夏、「暑いですね。食欲がないわ。」というと、みんな「そうね。私もよ。こんな暑さだもの」などというので、こんなものかと思いながらも、私は、人間ドックを受けることにした。
そうしたら・・・・・ひどい貧血。
しんどいのは、貧血が原因だった。そして貧血の原因を調べた結果、大腸の手術ということになった。
その手術は順調にいき、退院となったころ、合併症をおこし腸閉塞になった。そのため入院が長引き、20日あまり病室の窓を眺める日々が続いた。
リハビリを兼ねて病院内を歩き回り、東西南北の景色を眺めるのが唯一の楽しみと仕事という毎日。
東に木曽川橋、南に木曽川堤、北に金華山、そして私の病室の窓の西には伊吹山。
100号ぐらいの窓キャンバス。このキャンバスの変化が結構楽しめるものだった。
こんなに変化する空、雲の描くさまざまの絵、刻々と変わる二度とない雲の色と姿。こんなに長い時間、空を眺めたことはなかった。

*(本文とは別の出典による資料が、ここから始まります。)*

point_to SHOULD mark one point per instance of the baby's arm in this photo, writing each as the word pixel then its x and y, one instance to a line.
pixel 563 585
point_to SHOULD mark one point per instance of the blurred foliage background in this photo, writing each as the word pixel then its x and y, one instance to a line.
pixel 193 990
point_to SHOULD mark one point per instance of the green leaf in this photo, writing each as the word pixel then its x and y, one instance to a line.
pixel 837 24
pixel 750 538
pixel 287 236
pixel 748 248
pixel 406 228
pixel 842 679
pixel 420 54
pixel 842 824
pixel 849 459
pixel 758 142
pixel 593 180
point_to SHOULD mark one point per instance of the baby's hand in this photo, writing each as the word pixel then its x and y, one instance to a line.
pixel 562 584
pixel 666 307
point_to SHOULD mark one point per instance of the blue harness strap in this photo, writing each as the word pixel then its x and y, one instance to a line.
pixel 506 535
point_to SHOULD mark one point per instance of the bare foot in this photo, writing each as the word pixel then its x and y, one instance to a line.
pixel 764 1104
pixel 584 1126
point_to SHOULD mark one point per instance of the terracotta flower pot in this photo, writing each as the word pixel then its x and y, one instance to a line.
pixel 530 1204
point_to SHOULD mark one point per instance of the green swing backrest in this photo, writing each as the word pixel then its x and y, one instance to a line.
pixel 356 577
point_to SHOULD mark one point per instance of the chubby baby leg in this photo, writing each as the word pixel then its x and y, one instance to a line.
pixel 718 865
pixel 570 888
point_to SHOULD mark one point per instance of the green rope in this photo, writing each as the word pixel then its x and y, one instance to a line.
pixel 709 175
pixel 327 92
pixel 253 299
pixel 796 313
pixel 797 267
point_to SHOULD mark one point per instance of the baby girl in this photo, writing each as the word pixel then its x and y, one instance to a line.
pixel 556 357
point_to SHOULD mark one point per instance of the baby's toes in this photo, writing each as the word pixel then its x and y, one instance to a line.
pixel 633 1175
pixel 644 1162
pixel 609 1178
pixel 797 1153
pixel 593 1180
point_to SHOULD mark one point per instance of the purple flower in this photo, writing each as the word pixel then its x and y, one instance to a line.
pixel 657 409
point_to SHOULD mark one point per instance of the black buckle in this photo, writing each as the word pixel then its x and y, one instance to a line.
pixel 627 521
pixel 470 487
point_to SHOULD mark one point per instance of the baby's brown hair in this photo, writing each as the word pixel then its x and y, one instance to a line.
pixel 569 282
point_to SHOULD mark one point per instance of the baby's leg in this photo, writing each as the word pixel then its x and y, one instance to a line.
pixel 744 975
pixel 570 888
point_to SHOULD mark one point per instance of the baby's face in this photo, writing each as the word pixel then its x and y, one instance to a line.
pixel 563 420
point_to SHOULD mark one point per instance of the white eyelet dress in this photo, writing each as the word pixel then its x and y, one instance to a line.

朝6時。朝日を浴びて山々の頂、あちらこちらのビルの窓が光りだす。
時にはトンビがキャンバスの真ん中に輪を描いてくれる。
青い空に描く雲の絵は一日中同じ絵はない。
夕方4時。まだ日は高いがやがて沈むその日の夕日の姿を見るため私は窓際に座って、養老山脈の頂を眺めて、その瞬間を待つ。
晴れた日も、雲の多い日もそれなりに美しい変化を見せてくれる。
日が沈んで黄昏時、ベッドに戻って窓キャンバスを眺めていると、ねぐらへ帰る鳥の黒い姿がキャンバスを横切る。
よくぞ、この100号の中に入ってくれるものぞ、とうれしく思う。
満月のころ、東の窓へ月を覗きに行こうかと思っていたが、明け方5時。カーテンを開けたら窓の中央に月が回ってきていた。
それから、2,3日後、朝6時、晴れた青い空に白い月が張り付いていた。そして9時、10時と月はその姿を見せつつ静かにキャンバスを下に降りて行った。
当たり前に思っている宇宙の営み、改めて考えると神秘的ともいえる。この中に生かされているちっぽけな一つの命が元気になって飛び出してきた。自分の体を守ることは自分自身にしかできない。と、一日一日を大切に過していこうと喜びを味わっている今日この頃である。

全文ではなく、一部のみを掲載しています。